Mauro Santayana
A história política da Europa sempre se decidiu entre os franceses, os ingleses e os alemães, com eventuais – além das mais antigas – intervenções das duas penínsulas, a itálica e a ibérica.
O quadro se repete agora, com as eleições francesas. O que se decidir no segundo turno da disputa irá influir no destino imediato da União Européia. Uma análise lógica do momento político avalia a esperança da esquerda: dificilmente Sarkozy conseguirá virar o jogo e derrotar Hollande. Não é certo que os eleitores da senhora Le Pen descarreguem todos os seus sufrágios no nome do atual presidente.
À parte o voto ideológico, que não é decisivo, a extrema direita francesa tem algumas das mesmas queixas da esquerda, diante do governo, hesitante na condução da crise econômica, incapaz de combater o desemprego e amenizar a ansiedade da classe média.
Há um ponto forte que une a extrema direita e a esquerda na França – e de resto, em toda a Europa: o combate aos banqueiros. A extrema direita tem incluído os banqueiros no rol de seus inimigos e, de maneira equivocada, confundindo o sistema financeiro com os judeus. Como se sabe, em conseqüência das circunstâncias históricas e das restrições que lhes foram impostas, os hebreus se viram obrigados a negociar com o dinheiro, e coube a poucas de suas famílias fundar e administrar alguns dos maiores bancos da História. Mas isso não os faz os responsáveis pelas falcatruas cometidas em Wall Street, onde predominam nomes anglossaxões, alguns mais saxões do que ingleses.
Como as eleições se decidem mais pela emoção do que pela razão, é difícil desfazer o imaginário popular – o que faz de parcelas alienadas do proletariado, em alguns momentos, o grupo social que decide as eleições, votando, errado ou certo, na bandeira adversária. Sendo assim, provavelmente a esquerda ganhará as eleições. Espera-se que ela saiba atuar com a inteligência que faltou às frentes populares, que ganharam as eleições de 1936, tanto na França quanto na Espanha, e que abriram os dois grandes países à tragédia política que se seguiu. Nos dois casos, a esquerda se perdeu, ao perder-se a presença moderadora do centro político.
Foi assim que, menos de dois anos depois, ainda que o parlamento continuasse o mesmo até 1940, a direita se infiltrou no governo, que, com Daladier no lugar de Blum, desfez todas as medidas em favor dos trabalhadores. Em conseqüência, em muitos subúrbios operários de Paris, a extrema direita ganhou seus adeptos – o que debilitou a resistência nacional diante da invasão alemã, levando à vergonhosa capitulação de Pétain e Laval.

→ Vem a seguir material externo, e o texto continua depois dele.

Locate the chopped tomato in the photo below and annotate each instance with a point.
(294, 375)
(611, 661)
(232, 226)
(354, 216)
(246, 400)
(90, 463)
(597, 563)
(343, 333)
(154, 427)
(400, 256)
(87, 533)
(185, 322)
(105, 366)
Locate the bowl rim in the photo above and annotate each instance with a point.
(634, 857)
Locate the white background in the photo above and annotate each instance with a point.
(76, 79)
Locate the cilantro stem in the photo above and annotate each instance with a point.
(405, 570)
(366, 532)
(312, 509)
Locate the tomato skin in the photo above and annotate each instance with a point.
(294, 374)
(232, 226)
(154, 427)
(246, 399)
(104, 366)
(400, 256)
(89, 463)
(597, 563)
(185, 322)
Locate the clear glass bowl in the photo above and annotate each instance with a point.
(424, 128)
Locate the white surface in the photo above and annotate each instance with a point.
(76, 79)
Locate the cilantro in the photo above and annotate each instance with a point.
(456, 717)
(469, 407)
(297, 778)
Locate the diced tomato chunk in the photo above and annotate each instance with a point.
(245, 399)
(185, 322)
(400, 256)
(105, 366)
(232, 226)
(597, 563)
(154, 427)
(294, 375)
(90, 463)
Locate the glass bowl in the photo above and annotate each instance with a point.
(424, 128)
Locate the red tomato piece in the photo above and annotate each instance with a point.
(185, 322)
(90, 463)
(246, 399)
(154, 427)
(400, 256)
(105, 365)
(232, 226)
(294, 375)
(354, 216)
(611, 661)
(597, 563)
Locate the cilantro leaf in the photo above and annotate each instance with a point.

Na Espanha, com a razão política exacerbada nos extremos e o malogro dos políticos do centro, as eleições de janeiro de 1936, que levaram a esquerda à vitória, mobilizaram a extrema direita dos meios militares, com o levante dos quatro generais fascistas e a brutalidade da guerra civil espanhola. Os trabalhadores, envolvidos na tragédia, morreram, de um lado e de outro: uns defendendo a República e outros, envenenados pela propaganda clerical e falangista – na ilusão de que defendiam Deus e a Nação.
Com a ajuda da Itália e da Alemanha e a acovardada posição de neutralidade da França e da Inglaterra, Franco venceu e governou o país com a abrutalidade conhecida, durante quase 40 anos.
As situações não se repetem de forma idêntica na História, mas há coincidências alarmantes entre 1936 e 2012. Em 1936, a Europa se encontrava no meio da crise econômica dos anos 30, provocada pela terrível desigualdade social dos anos 20 que se prolongava no continente. Essa desigualdade fora determinada pela acumulação cruel do capital financeiro na globalização liberal do período que se seguiu à Primeira Guerra Mundial.
A crise econômica e social promovera a xenofobia e o anti-semitismo, em toda a Europa, e o surgimento de governos de direita em outros países, além da Itália, da Alemanha e da Espanha.
Os judeus dos anos 30 foram substituídos, no ódio racista, pelos muçulmanos de hoje. Embora o ódio anti-semita permaneça latente, não se caçam mais judeus, mesmo porque o governo de Israel, conduzido por direitistas, é um importante aliado contra a esquerda na Europa contemporânea. Os mestiços, e não só árabes, pagam em dobro pela estupidez do racismo.
Por tudo isso, é preciso ver a situação com cauteloso ceticismo. Derrotado Sarkozy, como se prevê, ou vitorioso seu grupo, com o apoio da senhora Le Pen, a situação continuará delicada, até que a crise econômica seja vencida por uma política de intervenção decidida dos estados na economia e na questão social. Se isso não ocorrer, todos os presságios são inquietadores.